Re: [webkit-dev] Spam and indexing

2019-05-02 Thread Alexey Proskuryakov

I posted a tool that I used for this today to 
https://bugs.webkit.org/show_bug.cgi?id=197537. Probably a lot to improve, but 
it works.

- Alexey


> 2 мая 2019 г., в 14:32, Darin Adler  написал(а):
> 
> Should we post instructions somewhere for people dealing with spam? I believe 
> the instructions are:
> 
> 1) Look up the email address of the account that posted the spam and disable 
> it first, so spammers don’t get email about other steps. Do this by clicking 
> on Administration, Users, finding the user and putting the word “Spam” into 
> the disable text.
> 
> 2) Move any spam bugs into the Spam component.
> 
> 3) Mark any spam comments as Private and also add the tag “spam”.
> 
> But maybe there’s more to it than that. For example, can someone without 
> administration privileges do the right thing? Should we make a small tool to 
> make this easier to do correctly?
> 
> I like the idea of having instructions so this isn’t oral tradition.
> 
> — Darin


___
webkit-dev mailing list
webkit-dev@lists.webkit.org
https://lists.webkit.org/mailman/listinfo/webkit-dev


Re: [webkit-dev] Spam and indexing

2019-05-02 Thread Michael Catanzaro

On Thu, May 2, 2019 at 4:32 PM, Darin Adler  wrote:
For example, can someone without administration privileges do the 
right thing?


Nope.


___
webkit-dev mailing list
webkit-dev@lists.webkit.org
https://lists.webkit.org/mailman/listinfo/webkit-dev


Re: [webkit-dev] Spam and indexing

2019-05-02 Thread Darin Adler
Should we post instructions somewhere for people dealing with spam? I believe 
the instructions are:

1) Look up the email address of the account that posted the spam and disable it 
first, so spammers don’t get email about other steps. Do this by clicking on 
Administration, Users, finding the user and putting the word “Spam” into the 
disable text.

2) Move any spam bugs into the Spam component.

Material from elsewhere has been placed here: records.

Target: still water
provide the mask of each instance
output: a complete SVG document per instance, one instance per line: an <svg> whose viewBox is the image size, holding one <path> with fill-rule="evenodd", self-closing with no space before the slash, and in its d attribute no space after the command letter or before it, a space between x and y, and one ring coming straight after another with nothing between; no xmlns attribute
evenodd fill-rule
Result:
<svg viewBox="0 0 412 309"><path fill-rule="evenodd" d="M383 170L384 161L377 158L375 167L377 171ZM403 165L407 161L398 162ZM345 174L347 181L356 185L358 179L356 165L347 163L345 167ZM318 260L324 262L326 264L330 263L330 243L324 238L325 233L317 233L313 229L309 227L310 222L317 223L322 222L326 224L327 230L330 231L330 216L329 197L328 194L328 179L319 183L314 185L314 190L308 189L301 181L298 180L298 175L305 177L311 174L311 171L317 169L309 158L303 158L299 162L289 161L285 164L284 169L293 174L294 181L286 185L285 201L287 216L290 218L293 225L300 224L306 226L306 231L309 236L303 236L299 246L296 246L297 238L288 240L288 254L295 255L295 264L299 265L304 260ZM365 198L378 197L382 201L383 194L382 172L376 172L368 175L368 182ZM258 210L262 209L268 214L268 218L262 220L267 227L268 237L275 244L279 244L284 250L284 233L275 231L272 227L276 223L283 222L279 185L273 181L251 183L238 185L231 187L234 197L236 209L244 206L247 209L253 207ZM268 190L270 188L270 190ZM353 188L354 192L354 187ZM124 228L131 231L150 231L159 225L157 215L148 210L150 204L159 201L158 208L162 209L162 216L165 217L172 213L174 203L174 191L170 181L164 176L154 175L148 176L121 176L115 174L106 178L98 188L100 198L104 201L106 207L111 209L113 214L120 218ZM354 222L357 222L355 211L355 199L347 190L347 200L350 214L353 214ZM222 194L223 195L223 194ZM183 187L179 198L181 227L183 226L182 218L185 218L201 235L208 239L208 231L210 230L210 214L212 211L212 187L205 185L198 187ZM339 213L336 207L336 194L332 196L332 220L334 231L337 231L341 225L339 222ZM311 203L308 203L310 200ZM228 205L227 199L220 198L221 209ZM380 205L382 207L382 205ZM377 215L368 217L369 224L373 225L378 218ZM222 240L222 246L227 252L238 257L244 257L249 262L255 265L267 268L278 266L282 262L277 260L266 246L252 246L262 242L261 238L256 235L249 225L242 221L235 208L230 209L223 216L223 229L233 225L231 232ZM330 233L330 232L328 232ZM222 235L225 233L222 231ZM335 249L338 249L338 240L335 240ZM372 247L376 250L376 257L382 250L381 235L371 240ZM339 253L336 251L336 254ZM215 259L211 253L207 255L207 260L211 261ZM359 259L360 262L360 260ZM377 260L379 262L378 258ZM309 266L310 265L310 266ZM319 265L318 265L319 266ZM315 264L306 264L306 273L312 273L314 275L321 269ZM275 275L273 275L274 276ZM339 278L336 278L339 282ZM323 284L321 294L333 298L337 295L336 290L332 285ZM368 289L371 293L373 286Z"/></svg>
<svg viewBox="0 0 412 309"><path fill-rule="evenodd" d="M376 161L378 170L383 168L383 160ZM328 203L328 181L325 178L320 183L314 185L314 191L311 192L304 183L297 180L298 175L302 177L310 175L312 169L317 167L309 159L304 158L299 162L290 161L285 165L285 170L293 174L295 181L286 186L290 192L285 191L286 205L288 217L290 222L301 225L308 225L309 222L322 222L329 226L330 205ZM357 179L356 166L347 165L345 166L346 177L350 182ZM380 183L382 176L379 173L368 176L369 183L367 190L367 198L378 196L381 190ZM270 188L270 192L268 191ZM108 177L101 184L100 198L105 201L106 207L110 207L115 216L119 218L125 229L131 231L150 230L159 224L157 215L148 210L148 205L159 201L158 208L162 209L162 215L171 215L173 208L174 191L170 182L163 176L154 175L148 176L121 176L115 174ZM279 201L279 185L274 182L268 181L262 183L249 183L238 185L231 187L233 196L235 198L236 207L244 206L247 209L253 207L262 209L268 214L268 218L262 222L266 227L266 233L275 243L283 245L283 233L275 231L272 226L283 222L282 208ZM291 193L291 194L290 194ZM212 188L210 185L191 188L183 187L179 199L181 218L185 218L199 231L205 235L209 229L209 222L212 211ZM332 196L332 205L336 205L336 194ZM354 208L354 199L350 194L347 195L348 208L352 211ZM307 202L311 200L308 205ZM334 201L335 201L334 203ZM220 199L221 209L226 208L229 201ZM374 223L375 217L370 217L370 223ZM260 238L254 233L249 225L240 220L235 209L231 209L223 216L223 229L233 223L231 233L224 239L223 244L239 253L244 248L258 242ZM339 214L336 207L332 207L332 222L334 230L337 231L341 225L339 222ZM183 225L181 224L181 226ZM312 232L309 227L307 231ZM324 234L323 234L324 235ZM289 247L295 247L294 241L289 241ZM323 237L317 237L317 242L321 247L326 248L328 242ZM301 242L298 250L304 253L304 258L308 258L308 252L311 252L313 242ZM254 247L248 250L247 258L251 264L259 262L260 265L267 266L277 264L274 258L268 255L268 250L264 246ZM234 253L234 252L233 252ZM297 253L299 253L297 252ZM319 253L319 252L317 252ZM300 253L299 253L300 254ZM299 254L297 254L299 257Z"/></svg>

3) Mark any spam comments as Private and also add the tag “spam”.

But maybe there’s more to it than that. For example, can someone without 
administration privileges do the right thing? Should we make a small tool to 
make this easier to do correctly?

I like the idea of having instructions so this isn’t oral tradition.

— Darin
___
webkit-dev mailing list
webkit-dev@lists.webkit.org
https://lists.webkit.org/mailman/listinfo/webkit-dev


Re: [webkit-dev] Spam and indexing

2019-05-02 Thread Alexey Proskuryakov

One change that I'm going to make is to mark spam comments as private instead 
of simply tagging. That way, bugs will look cleaner, and there will be no doubt 
about whether search engines index hidden comments or not.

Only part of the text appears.